Territórios podem ser entendidos como paisagens em movimento, pois [en]corporam histórias e ontologias que se inscrevem nos lugares, corpos, práticas cotidianas, linguagens, rituais e tecnologias. Frente aos processos de desterritorialização, à perda de parte de seus antigos territórios e à luta pela garantia constitucional do direito à terra, indígenas têm buscado, através da arqueologia, formas de revisitar os territórios que lhes foram tomados, de reviver seus processos históricos de deslocamento, ou ainda, de reivindicar a reapropriação e proteção de seus lugares sagrados e significativos, cada vez mais ameaçados por interesses econômicos de grupos divergentes nos territórios e paisagens. Ao longo do século XXI, essas experiências têm desafiado a arqueologia a repensar tanto os seus princípios ontológicos e epistemológicos, quanto o caráter social e político das suas práticas e da gestão do que se convencionou chamar de patrimônio arqueológico.

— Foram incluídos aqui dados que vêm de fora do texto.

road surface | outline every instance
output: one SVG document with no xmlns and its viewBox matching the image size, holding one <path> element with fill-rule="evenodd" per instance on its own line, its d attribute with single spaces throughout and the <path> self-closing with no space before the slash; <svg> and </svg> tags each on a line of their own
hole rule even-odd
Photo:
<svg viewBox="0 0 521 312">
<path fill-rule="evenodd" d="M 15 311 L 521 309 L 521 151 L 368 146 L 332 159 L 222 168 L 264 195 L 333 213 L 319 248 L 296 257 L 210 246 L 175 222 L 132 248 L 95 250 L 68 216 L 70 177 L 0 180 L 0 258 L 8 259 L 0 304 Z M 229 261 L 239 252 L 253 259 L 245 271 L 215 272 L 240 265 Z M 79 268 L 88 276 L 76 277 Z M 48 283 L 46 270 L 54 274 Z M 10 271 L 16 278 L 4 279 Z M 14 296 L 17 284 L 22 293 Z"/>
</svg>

Portanto, para este simpósio, convidamos pesquisadoras e pesquisadores indígenas e não-indígenas a refletirem conosco sobre as práticas arqueológicas, considerando as múltiplas temporalidades que lugares e paisagens agenciam frente à tradição oral, à memória e às experiências arqueológicas ‘nos’ territórios e com artefatos/materiais ‘dos’ territórios, sejam esses últimos definidos pela ciência como ‘arqueológicos’ ou ‘etnográficos’; sobre o papel político da arqueologia na preservação e proteção desses lugares e paisagens; e sobre a reflexividade arqueológica envolvida nessas experiências.